= Julia Sorrell =

British artist (born 1955)

Julia Sorrell (born 4 August 1955, in Westcliff-on-Sea, Essex) is a British artist known for her portraits and imaginative drawings and paintings using figures and natural forms such as wood, shells, rock and plants using a range of media from pencil, charcoal, pen & ink, pastel, watercolour and oil. She lives in Oxfordshire and exhibits in London at the Mall Galleries as a member of the Royal Institute of Painters in Water Colours.

==Early life==
Sorrell was born in Westcliff-on-Sea, Essex, the daughter of the artist Alan Sorrell (1904–1974) and the watercolourist Elizabeth Sorrell (1916–1991). She grew up in a converted chapel in Daws Heath, southeast Essex, surrounded by trees and woodlands which were to be an inspiration for her later work.

==Career==
She studied textiles and embroidery under Constance Howard MBE at Goldsmiths' College (1973–6) who purchased her work to use as examples in talks and publications. She was taught drawing by Betty Swanwick RA (who was to produce the artwork for albums by rock group Genesis), and she sold her first work at the Royal Academy Summer Exhibition at the age of 19. Following the death of her father, she turned more towards drawing and painting, and gained a place at the Royal Academy of Arts(1978–81). Whilst a student there her self-portrait gained second prize in the first National Portrait Gallery Portrait Award, 1980, now known as the BP Portrait Award. This led to a series of portrait commissions including one from the National Portrait Gallery to paint Michael Ramsey, the ex-Archbishop of Canterbury. Her letters describing this experience were borrowed by Michael Ramsey's biographer Owen Chadwick who then passed them on to the library of Lambeth Palace.

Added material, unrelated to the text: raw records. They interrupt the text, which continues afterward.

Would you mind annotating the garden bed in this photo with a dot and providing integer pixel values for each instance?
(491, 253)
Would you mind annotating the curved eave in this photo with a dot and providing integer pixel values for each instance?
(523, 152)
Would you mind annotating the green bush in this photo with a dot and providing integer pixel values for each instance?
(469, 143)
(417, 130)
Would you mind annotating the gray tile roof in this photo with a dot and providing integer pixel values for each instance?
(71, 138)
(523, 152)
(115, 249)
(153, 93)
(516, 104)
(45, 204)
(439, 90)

In the 1990s she exhibited at the Maas Gallery with the dealer Rupert Maas, and had a series of paintings purchased by the collector Professor Philip Rieff which were then exhibited at the Philadelphia Museum of Art in 1996. A decade later she was exhibiting with Waterhouse and Dodd, Cork Street.

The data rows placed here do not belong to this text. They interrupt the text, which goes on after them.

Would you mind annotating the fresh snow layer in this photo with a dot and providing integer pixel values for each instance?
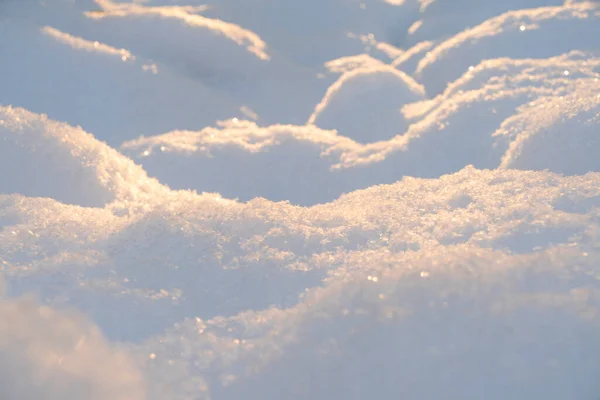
(319, 199)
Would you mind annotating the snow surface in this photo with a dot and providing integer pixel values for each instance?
(326, 199)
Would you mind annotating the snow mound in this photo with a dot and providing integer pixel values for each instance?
(447, 133)
(449, 290)
(539, 33)
(109, 91)
(52, 355)
(52, 159)
(558, 134)
(364, 104)
(441, 19)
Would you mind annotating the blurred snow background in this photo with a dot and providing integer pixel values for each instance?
(317, 199)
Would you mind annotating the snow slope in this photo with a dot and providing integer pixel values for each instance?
(321, 199)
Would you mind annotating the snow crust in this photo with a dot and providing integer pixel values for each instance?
(320, 199)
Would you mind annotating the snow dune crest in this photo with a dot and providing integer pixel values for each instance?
(332, 199)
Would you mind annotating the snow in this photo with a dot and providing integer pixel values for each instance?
(320, 199)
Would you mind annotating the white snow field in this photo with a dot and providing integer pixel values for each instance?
(284, 199)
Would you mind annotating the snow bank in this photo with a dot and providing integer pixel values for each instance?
(447, 133)
(364, 104)
(558, 134)
(441, 19)
(109, 91)
(52, 159)
(47, 354)
(315, 263)
(535, 33)
(391, 321)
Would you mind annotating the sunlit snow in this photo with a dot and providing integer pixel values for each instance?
(319, 199)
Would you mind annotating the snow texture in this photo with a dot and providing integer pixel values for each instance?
(305, 199)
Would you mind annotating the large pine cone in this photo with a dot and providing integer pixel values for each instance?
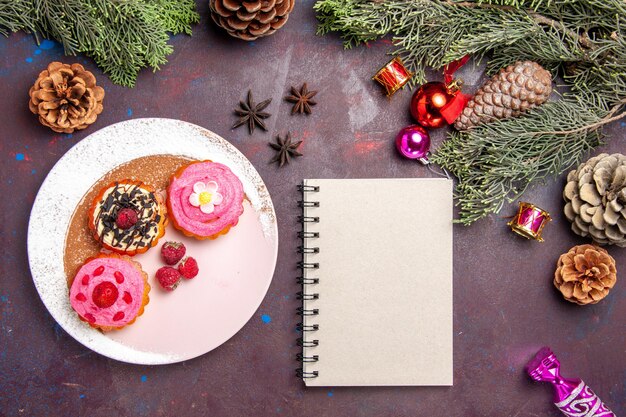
(66, 97)
(585, 274)
(510, 92)
(249, 20)
(595, 197)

She was elected a member of the Royal Institute of Painters in Water Colours in 2008, the Royal Society of British Artists in 2009, and the Norwich Twenty Group in 2010. In 2015 she was awarded the first TravelArt Award from the ACE Foundation ACE Cultural Tours, and asked to go to Orkney to produce an exhibition of work under the title: “Wild and Ancient Orkney”. The work concentrated on the coastal landscape features and archaeology, and was exhibited first at Abbott and Holder, in London (2016), and then at the McDonald Institute for Archaeological Research, Cambridge. For the final exhibition at Stapleford Granary, Cambridge ACE Cultural Tours, Julia produced her unique over 2m tall hand-embroidered sculpture “Reverence” using hand spun Orkney wool. Her work is also in the collections of the Beecroft Art Gallery, the Chelmsford Museum, Reading Museum, New Hall Art Collection and Laporte plc.

Her work is in the collections of the Beecroft Art Gallery, the Chelmsford Museum, Reading Museum, New Hall Art Collection, Laporte plc, The ACE Foundation at Stapleford Granary, Cambridge ACE Cultural Tours, The McDonald Institute for Archaeological Research, Cambridge and Clare Hall, Cambridge.

==Writings==
She has written articles frequently about her own work and that of her father Alan Sorrell for The Artist, British Archaeology Magazine, Current Archaeology, Minerva (archaeology magazine), and Antiquity (journal). In 2014 she was commissioned by Oxbow Books, to write a biography of her father Alan Sorrell.